Stockhausen l’a tourné dans une exposition de musique électronique qu’ils avaient faite à Cologne et à laquelle il a assistée quotidiennement et il m’a dit : c’est une pièce que je peux écouter autant que je veux… Encore aujourd’hui, à côté des pièces numériques, techniquement, elle est toujours parfaitement audible, on n’a presque pas besoin de la nettoyer; elle est vraiment d’une qualité sonore extraordinaire. Elle a été gravée sur disque par CBS, parce que mon ami David Behrman travaillait pour eux à New York, il l’a fait mettre sur un disque avec une pièce de Babbitt et une pièce de Cage. Ce disque a été dans les Top-40 à New York pendant quelques semaines… peut-être qu’il servait à des étudiants qui fumaient de la marijuana, je ne sais pas… (rires)

j’étais très curieux d’en connaître l’histoire et ses rapports sociaux, finalement, il y a peu d’exemple où la musique est extrêmement dérangeante – car elle se combine dans un mouvement, presque révolutionnaire, esthétique et politique…

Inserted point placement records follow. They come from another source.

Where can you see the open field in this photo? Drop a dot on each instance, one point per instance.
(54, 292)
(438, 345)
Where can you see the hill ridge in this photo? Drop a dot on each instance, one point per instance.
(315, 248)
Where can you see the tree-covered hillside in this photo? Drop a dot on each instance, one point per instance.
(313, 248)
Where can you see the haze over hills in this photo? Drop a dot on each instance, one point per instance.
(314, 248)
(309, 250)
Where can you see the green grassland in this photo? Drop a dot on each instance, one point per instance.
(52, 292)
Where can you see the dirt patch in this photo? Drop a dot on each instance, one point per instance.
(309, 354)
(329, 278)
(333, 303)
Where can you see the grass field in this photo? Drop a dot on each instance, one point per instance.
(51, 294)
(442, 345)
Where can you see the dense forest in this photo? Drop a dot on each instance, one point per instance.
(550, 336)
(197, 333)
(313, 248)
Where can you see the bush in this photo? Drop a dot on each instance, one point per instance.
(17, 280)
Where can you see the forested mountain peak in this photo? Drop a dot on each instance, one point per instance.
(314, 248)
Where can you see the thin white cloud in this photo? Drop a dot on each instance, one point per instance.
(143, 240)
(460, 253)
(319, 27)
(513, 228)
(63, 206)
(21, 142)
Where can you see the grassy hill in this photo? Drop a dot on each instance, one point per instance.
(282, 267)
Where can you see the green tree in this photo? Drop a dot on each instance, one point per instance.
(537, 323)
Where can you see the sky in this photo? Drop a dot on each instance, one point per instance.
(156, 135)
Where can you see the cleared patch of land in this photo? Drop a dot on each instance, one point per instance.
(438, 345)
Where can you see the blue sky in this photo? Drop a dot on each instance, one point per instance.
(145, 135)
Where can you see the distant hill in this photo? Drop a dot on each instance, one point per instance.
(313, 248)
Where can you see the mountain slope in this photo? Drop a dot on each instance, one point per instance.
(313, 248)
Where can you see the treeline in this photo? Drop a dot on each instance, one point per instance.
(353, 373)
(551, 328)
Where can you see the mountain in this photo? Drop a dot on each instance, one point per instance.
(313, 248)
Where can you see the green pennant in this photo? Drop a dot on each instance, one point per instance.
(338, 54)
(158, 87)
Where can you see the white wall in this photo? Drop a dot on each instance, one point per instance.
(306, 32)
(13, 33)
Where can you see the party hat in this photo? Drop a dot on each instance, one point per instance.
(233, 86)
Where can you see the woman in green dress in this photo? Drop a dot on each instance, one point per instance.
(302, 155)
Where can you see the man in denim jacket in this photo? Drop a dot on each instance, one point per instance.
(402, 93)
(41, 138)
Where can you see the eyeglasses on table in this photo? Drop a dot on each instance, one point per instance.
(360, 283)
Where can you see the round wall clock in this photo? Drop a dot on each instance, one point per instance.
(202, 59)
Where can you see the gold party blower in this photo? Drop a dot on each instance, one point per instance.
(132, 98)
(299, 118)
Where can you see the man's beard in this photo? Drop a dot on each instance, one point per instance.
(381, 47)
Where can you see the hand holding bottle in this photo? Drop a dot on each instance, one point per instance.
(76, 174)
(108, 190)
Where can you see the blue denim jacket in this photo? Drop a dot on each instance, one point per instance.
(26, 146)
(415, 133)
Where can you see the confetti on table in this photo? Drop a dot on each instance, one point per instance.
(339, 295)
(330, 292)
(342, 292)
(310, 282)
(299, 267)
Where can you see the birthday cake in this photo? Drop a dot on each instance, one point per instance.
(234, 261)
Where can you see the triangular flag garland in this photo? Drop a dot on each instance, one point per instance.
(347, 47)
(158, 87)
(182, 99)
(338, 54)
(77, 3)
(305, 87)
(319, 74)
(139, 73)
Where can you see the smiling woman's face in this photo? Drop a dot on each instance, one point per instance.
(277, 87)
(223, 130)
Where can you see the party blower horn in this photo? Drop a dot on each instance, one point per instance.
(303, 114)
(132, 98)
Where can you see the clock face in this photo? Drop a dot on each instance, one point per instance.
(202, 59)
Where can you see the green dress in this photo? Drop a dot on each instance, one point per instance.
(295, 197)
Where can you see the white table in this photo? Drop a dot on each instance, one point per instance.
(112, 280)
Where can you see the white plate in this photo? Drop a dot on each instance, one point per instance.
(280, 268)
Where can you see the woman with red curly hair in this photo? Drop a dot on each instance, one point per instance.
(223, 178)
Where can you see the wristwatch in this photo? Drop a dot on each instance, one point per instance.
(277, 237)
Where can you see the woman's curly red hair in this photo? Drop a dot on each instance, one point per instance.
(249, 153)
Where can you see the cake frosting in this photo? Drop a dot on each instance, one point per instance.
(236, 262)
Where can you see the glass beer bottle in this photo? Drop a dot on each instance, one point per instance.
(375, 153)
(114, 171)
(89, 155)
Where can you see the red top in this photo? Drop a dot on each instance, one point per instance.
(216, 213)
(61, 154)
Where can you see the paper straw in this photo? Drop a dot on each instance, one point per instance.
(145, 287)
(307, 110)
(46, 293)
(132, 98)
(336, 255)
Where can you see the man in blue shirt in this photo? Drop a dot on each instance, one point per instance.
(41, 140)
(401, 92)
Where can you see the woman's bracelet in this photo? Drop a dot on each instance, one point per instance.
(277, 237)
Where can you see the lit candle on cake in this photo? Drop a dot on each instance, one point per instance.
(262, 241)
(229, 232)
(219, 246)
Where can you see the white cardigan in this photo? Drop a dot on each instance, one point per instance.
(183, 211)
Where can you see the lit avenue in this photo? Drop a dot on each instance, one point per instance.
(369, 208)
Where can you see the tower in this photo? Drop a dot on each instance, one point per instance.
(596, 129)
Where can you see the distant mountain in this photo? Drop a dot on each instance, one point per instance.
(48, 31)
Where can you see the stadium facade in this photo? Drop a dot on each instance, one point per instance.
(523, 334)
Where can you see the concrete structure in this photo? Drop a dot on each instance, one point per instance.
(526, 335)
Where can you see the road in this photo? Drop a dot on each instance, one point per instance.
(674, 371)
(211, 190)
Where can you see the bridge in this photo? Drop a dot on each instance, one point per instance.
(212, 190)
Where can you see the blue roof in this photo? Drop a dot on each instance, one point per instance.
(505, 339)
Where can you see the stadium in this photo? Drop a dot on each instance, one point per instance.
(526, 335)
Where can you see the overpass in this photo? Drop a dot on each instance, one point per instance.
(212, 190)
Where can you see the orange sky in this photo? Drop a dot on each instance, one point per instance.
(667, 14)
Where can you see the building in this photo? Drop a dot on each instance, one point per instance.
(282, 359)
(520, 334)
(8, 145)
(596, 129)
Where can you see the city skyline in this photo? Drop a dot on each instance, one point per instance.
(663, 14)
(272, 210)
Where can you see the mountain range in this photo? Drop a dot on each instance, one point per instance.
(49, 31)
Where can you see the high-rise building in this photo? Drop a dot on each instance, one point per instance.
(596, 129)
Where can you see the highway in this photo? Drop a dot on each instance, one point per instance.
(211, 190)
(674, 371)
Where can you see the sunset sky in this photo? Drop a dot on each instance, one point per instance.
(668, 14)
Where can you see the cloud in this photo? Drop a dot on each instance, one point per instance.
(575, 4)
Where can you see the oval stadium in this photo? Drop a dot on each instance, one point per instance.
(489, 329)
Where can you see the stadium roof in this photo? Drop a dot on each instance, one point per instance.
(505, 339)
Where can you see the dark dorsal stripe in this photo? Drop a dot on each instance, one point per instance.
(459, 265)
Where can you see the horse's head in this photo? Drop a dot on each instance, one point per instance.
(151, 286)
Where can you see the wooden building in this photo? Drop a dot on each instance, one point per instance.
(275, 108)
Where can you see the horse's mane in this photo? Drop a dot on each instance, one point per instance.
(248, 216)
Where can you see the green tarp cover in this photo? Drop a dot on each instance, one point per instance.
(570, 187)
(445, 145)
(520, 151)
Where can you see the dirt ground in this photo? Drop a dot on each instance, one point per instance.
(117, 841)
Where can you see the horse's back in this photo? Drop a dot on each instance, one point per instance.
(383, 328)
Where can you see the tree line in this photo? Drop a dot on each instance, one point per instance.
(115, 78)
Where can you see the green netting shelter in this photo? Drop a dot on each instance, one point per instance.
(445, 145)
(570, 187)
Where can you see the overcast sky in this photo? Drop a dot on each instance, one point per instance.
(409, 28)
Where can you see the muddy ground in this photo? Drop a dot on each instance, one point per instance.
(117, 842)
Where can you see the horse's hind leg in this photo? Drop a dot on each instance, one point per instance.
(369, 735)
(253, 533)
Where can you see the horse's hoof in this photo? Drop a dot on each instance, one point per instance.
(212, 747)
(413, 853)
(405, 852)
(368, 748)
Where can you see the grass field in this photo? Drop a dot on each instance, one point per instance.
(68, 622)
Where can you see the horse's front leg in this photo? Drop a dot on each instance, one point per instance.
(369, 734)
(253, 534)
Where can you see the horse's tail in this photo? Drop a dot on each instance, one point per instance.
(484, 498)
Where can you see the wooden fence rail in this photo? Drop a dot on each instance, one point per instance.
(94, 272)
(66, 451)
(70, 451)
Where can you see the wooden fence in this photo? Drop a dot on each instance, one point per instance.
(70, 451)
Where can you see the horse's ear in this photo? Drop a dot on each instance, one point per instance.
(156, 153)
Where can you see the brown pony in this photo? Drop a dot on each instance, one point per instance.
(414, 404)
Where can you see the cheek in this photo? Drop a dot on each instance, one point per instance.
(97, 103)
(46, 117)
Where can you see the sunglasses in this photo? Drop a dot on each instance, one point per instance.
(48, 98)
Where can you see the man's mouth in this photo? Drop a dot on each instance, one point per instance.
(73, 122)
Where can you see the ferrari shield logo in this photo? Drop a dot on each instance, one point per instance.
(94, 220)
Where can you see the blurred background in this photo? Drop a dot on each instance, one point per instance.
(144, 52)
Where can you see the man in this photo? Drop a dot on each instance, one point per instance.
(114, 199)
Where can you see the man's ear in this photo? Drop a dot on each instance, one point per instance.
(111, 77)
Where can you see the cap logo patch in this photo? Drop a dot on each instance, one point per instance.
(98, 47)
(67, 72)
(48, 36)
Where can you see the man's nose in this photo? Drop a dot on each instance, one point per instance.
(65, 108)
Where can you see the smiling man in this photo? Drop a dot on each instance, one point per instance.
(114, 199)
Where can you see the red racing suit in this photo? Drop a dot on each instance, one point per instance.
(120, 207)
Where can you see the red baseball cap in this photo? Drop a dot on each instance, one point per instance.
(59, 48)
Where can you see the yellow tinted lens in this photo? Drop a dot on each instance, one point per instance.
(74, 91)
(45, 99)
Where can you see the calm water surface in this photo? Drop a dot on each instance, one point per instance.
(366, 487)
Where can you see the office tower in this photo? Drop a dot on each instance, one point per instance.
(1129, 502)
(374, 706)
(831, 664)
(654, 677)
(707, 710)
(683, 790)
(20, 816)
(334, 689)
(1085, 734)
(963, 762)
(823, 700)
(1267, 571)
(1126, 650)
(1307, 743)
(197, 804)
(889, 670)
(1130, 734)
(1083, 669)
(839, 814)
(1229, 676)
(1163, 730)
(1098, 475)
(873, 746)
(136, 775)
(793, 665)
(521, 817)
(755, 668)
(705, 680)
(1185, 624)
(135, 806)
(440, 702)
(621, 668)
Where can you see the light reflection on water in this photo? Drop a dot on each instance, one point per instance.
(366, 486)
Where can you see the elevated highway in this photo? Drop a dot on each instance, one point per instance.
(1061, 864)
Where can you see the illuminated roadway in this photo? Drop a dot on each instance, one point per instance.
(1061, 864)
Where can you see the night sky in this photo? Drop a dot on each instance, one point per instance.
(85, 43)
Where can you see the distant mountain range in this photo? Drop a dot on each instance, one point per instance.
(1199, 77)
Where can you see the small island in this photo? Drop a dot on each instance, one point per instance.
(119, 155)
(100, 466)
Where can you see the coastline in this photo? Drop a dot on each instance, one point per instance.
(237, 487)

elle est nouvelle mais elle est quand même d’accès très direct.

vous la voyez comme assez spontanée…

oui, ce qui montre bien que la spontanéité d’un côté, et la précision et la rigueur de l’autre ne sont pas contradictoires, ne s’excluent pas mutuellement, au contraire : si on travaille sur une base rationnelle, mais en ayant naturellement une intention expressive et musicale très forte – c’est mieux. Cela donne une solidité beaucoup plus grande, il suffit de voir les œuvres des grands compositeurs, Bach…

la structure, oui, pour parler d’une chose qui n’est pas tout à fait différente – cette musique, la musique électronique, hautement technologique, dépendant très largement d’une technologie constamment en évolution, a fait perdre l’idée d’une structure écrite – de toute partition…

pas complètement…

il y a énormément de gens qui composent de la musique mais qui la composent sur les sons mêmes – sur la sonorité – et qui donc pourraient manquer d’une pensée structurelle…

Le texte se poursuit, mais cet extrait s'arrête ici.